Why do you have this prior?
If you simply remove the bounds on FCT1_MISSING and replace 0.2 with sigma, defined as a parameters real<lower=0> sigma then you’ll have a standard random walk model.
In the earlier post, I can’t understand why you pass FACTOR1_SD in as data, and similarly why you have a different standard deviation for every time point. How can you know this before in a way that’s consistent with your data points?
I think that you are confused about how a random walk is modelled. You don’t specify individual standard deviations for each point. The graph you’ve drawn first about the variance profile is not correct - the variance does not “collapse back to zero”. If your data follow a random walk then knowing a value at time T+1 places a constraint on the value at time T.
Have a look at Brownian bridge on Wikipedia - if you have a standard Brownian motion (ie continous time random walk where the value of the process is fixed at time 0 and time T) then the variance is t*(T-t)/T, a concave down parabola with values zero at times t and T. The variance is maximal half way between the two points. It looks nothing like the graph you have first shown.
Thank you again. This looks indeed very close to what I am looking for. I started working on the implementation, but I have also found figure 9 in the paper http://www.robots.ox.ac.uk/~sjrob/Pubs/philTransA_2012.pdf
but I ma not sure yet which kernel is capable of generating such process.
In filtering you make predictions about time t based on everything that came before. In smoothing you use information from both directions.
Plots of filtering effects can be kinda deceiving, cause they’re really plots of a bunch of different modes (one model including n points, one with n + 1, etc.). The smoothing models use all the data to inform all the inferences.
When you use GPs to interpolate data, they look like smoothers.
Apologies for the late response. I agree with the points you’ve raised. How do I know the prior have those limits - histrionically they’ve never been exceeded, and I would think that it is highly unlikely that they will ever be exceeded. Having said that 0.2 SD was unrealistic, for the purpose of the simulation, and I admit I was a little bit confused by this plot.

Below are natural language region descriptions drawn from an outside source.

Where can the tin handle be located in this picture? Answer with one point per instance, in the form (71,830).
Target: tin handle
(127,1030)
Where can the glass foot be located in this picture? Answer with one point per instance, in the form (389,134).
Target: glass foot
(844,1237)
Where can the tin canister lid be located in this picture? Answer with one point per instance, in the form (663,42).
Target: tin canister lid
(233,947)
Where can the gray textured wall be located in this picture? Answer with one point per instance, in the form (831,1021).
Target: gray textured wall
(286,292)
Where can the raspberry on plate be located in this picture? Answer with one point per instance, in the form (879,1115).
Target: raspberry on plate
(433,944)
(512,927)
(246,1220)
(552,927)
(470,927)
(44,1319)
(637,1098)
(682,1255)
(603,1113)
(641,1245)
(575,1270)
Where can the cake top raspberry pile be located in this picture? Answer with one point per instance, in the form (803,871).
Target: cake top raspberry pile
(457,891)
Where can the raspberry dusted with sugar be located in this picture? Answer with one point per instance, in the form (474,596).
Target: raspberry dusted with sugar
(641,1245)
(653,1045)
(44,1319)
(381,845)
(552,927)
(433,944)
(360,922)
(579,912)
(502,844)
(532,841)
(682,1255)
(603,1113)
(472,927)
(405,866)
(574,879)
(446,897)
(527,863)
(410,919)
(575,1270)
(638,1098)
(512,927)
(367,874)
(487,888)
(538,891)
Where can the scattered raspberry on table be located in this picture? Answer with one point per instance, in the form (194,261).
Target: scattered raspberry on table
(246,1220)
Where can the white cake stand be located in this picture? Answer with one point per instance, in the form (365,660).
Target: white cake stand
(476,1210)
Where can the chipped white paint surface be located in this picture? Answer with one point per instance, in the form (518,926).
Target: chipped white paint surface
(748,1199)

Increasing variance - I overlooked that, initially I tried to apply a simplified model using na.locf and increasing variances.
Works just find, and this is exactly what you expect for a random walk model.

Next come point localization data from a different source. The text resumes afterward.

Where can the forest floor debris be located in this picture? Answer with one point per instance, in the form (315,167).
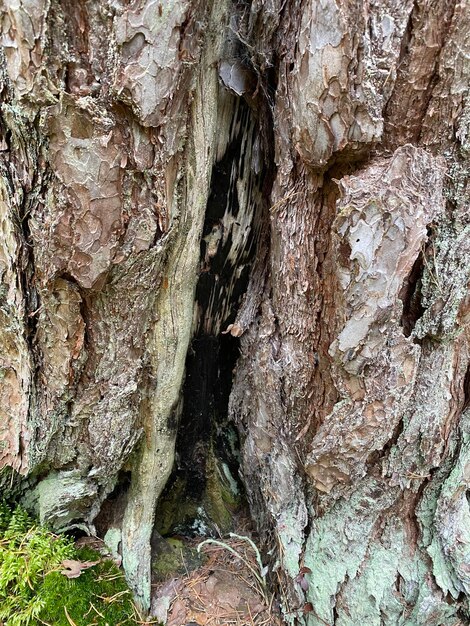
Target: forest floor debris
(224,591)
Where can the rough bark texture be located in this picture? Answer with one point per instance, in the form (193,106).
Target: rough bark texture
(161,159)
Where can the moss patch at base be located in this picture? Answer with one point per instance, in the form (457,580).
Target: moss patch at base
(33,592)
(98,597)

You’re misunderstanding figure 9 in that paper that’s referred to. That’s talking about how the forecast prediction variance evolves UNTIL a data point is seen. That’s the behaviour you see to the right of the right most data point in the graph above. There’s a big difference between the likelihood of the model (ie that there is a random walk at each time step) and the posterior uncertainty. Figure 9 DOES NOT show the posterior uncertainty of the model at a given time step in the case when there is another data point to the right.

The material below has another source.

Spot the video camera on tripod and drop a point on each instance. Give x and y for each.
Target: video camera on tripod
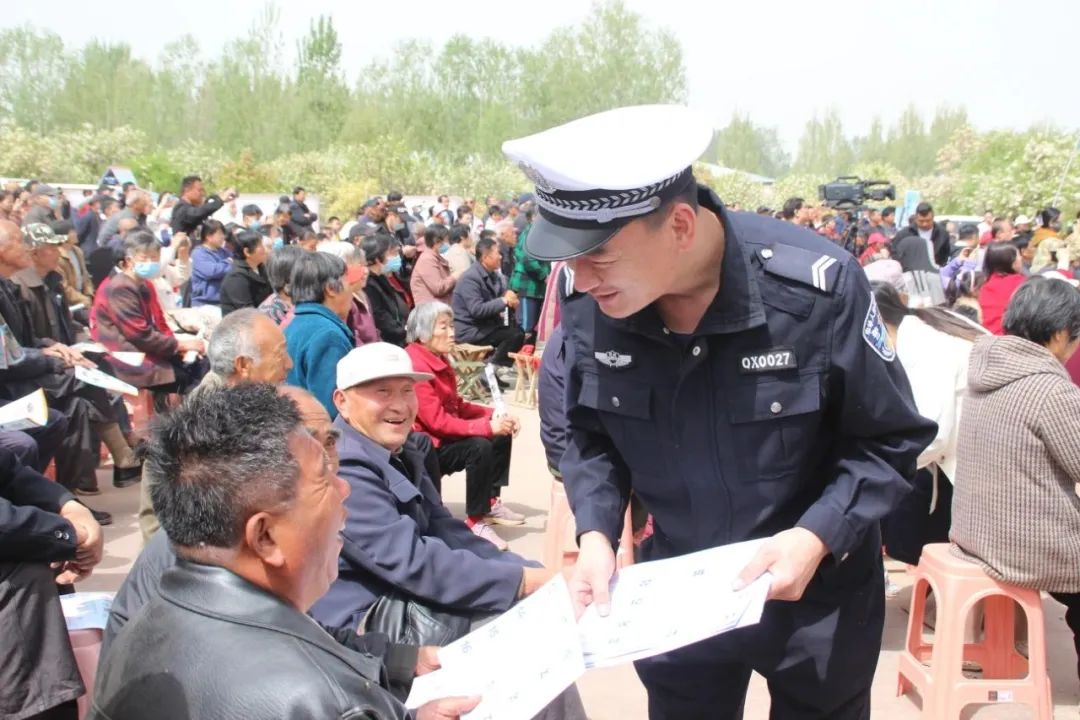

Read the caption on that figure: " The GP is run sequentially making forecasts until a new datum is observed. Once we make an observation, the posterior uncertainty drops to zero (assuming noiseless observations)". This figure describes the forecast behaviour in the absence of data vs when data exists.
Thank you. This yields exactly like one of my codes in JAGS. On the top of my transition to Stan, I had some problems with implementation of AR(1) with intercept for some reasons - the results I was getting definitely did not look right. Extending your code to AR(1) with intercept is straightforward and solves my problem.
The only discomfort I have here concerns increasing treedepth, but I guess nothing can be done to resolve this apart form increasing the treedepth above 10.
Warning messages:
1: There were 206 transitions after warmup that exceeded the maximum treedepth. Increase max_treedepth above 10.
IO use 4k warmup, 10k sims.
I agree this case requires a simple model. Thank you so much.